为本书作序前,我怀着无比虔诚的心情将这一时代的人物传记认真拜读过几遍,才敢落笔。读后的感觉更是肃然起敬,对富兰克林无比钦佩。因此,我极力推荐青年读者认真研读这本书,并推荐大家对比阅读四书五经,及和朱熹、王阳明、曾国藩等人物相关的历史典籍,以便从他们的事迹乃至思想高度去审视不同历史时期伟大人物的相似和迥异之处。《富兰克林自传》是本杰明·富兰克林几度辍笔的作品,记录了这位伟大的民主革命家的生平事迹。这本书不仅是时代历史文献,更是十八世纪文学经典,作品以丰富、具体、生动的事例再现了这位美国开国元勋(Founding Fathers of the United States)之一,同时也是伟大思想家、哲学家、政治家、教育家、外交家、社会活动家、实业家(出版商)、科学家和发明家的奇才之纷繁多彩的一生。每每翻开这本书,都犹如春风扑面,宛如一位慈祥可爱的老人正坐在对面和你促膝交流,使你从这位先哲和圣人的思想中汲取养分。
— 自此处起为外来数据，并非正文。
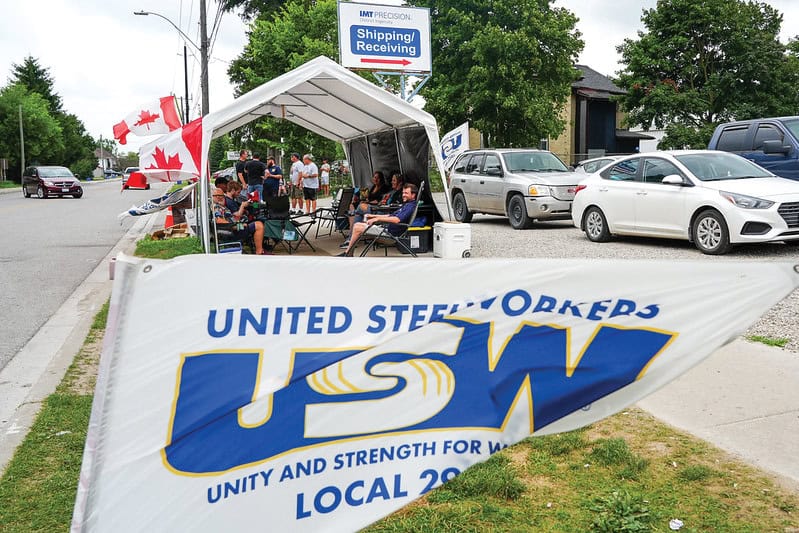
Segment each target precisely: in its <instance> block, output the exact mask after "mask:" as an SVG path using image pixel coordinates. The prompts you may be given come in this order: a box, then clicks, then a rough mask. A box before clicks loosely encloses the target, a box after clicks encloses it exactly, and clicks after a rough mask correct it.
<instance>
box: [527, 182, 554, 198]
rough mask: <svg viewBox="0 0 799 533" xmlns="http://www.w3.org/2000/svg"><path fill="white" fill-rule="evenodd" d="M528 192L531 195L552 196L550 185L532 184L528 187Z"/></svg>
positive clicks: (527, 189) (534, 195)
mask: <svg viewBox="0 0 799 533" xmlns="http://www.w3.org/2000/svg"><path fill="white" fill-rule="evenodd" d="M527 194H529V195H530V196H552V195H551V194H550V192H549V187H547V186H546V185H530V186H529V187H528V188H527Z"/></svg>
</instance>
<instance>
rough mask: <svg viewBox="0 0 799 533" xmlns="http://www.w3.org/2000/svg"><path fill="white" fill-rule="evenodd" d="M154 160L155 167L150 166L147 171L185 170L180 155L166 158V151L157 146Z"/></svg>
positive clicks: (154, 153)
mask: <svg viewBox="0 0 799 533" xmlns="http://www.w3.org/2000/svg"><path fill="white" fill-rule="evenodd" d="M153 159H155V165H150V166H149V167H147V169H146V170H151V169H157V170H181V169H182V168H183V162H182V161H181V160H180V154H177V153H176V154H175V155H171V156H169V157H166V153H165V152H164V150H163V149H161V148H159V147H157V146H156V147H155V153H154V154H153Z"/></svg>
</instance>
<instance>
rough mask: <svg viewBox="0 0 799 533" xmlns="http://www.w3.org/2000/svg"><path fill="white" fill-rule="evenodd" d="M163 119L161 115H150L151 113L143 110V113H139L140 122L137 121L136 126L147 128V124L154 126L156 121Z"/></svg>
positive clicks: (135, 124) (152, 114) (157, 113)
mask: <svg viewBox="0 0 799 533" xmlns="http://www.w3.org/2000/svg"><path fill="white" fill-rule="evenodd" d="M159 118H161V115H159V114H158V113H155V114H150V112H149V111H147V110H146V109H143V110H142V112H141V113H139V120H137V121H136V123H135V124H133V125H134V126H146V125H147V124H152V123H153V122H155V121H156V120H158V119H159Z"/></svg>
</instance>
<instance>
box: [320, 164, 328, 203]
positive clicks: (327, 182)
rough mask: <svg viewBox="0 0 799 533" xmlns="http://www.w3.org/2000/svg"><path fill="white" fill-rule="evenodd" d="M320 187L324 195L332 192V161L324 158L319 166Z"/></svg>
mask: <svg viewBox="0 0 799 533" xmlns="http://www.w3.org/2000/svg"><path fill="white" fill-rule="evenodd" d="M319 173H320V174H319V187H320V189H321V192H322V196H327V195H328V194H330V163H329V162H328V160H327V159H322V166H321V167H319Z"/></svg>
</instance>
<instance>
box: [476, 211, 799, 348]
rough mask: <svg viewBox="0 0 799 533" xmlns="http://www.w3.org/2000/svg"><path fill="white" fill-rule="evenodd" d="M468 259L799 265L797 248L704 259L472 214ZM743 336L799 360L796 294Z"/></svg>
mask: <svg viewBox="0 0 799 533" xmlns="http://www.w3.org/2000/svg"><path fill="white" fill-rule="evenodd" d="M471 228H472V257H514V258H517V257H535V258H554V259H557V258H591V259H593V258H597V259H622V260H623V259H659V260H680V261H787V262H791V261H792V262H794V263H797V264H799V246H788V245H785V244H782V243H774V244H761V245H756V246H754V245H753V246H739V247H736V248H734V249H733V251H732V252H730V253H729V254H727V255H723V256H707V255H704V254H702V253H701V252H700V251H699V250H697V249H696V248H694V246H693V244H690V243H688V242H687V241H675V240H664V239H643V238H632V237H629V238H628V237H616V238H615V239H614V240H613V241H611V242H608V243H593V242H591V241H589V240H588V239H587V238H586V237H585V234H583V233H582V232H581V231H580V230H578V229H577V228H575V227H573V226H572V225H571V222H567V221H558V222H536V224H535V226H534V227H533V229H530V230H523V231H516V230H514V229H512V228H511V227H510V225H509V224H508V221H507V220H506V219H504V218H500V217H493V216H488V215H475V217H474V219H473V220H472V224H471ZM746 335H762V336H766V337H770V338H775V339H776V338H787V339H790V342H789V343H788V344H787V345H786V346H785V348H786V350H790V351H792V352H794V353H795V354H796V355H797V356H799V290H796V291H794V292H793V293H791V294H790V295H789V296H788V297H787V298H786V299H785V300H783V301H782V302H780V303H779V304H777V305H776V306H774V307H773V308H772V309H771V310H770V311H769V312H768V313H766V314H765V315H763V317H762V318H761V319H760V321H758V322H757V323H756V324H754V325H753V326H752V327H751V328H750V329H749V330H748V331H747V332H746Z"/></svg>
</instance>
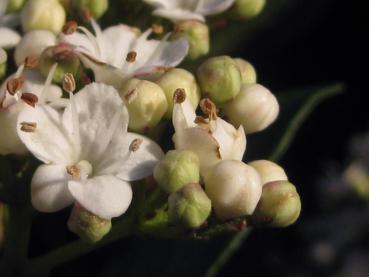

该书从家族寻根问祖到出使英国,洋洋洒洒的文字和质朴的语言把你带入殖民时期的美国和欧洲,去审视富兰克林的一生。富兰克林作为全家的幼子并没有继承父业从事蜡烛和肥皂制造业,他从小天资过人、在校成绩优异,但由于家里孩子太多,负担不起学费导致辍学,所以12岁那年便到哥哥经营的小印刷店当学徒。在近十年的印刷工人的工作中,他从未间断过学习,从自然科学、实践技术到科学家论文和名家之作无所不看、自学成才,为他后来的学术研究和科学探索奠定了坚实基础。

富兰克林学习上的“精进”堪称一绝,个人修养方面还提出“美德修行计划”,其中第一条就是“节制”(Temperance)—— 吃饭不可过饱,饮酒不可贪多。(Eat not to dullness; drink not to elevation.)例如他只喝白开水而不喝酒,这种节制的思想是自我修行的关键所在,正如书中说到“how small an income life and health may be supported”(微薄的收入就能够维持个人的生命和健康)。这项“美德”在亨利·戴维·梭罗的《瓦尔登湖》中同样提到过。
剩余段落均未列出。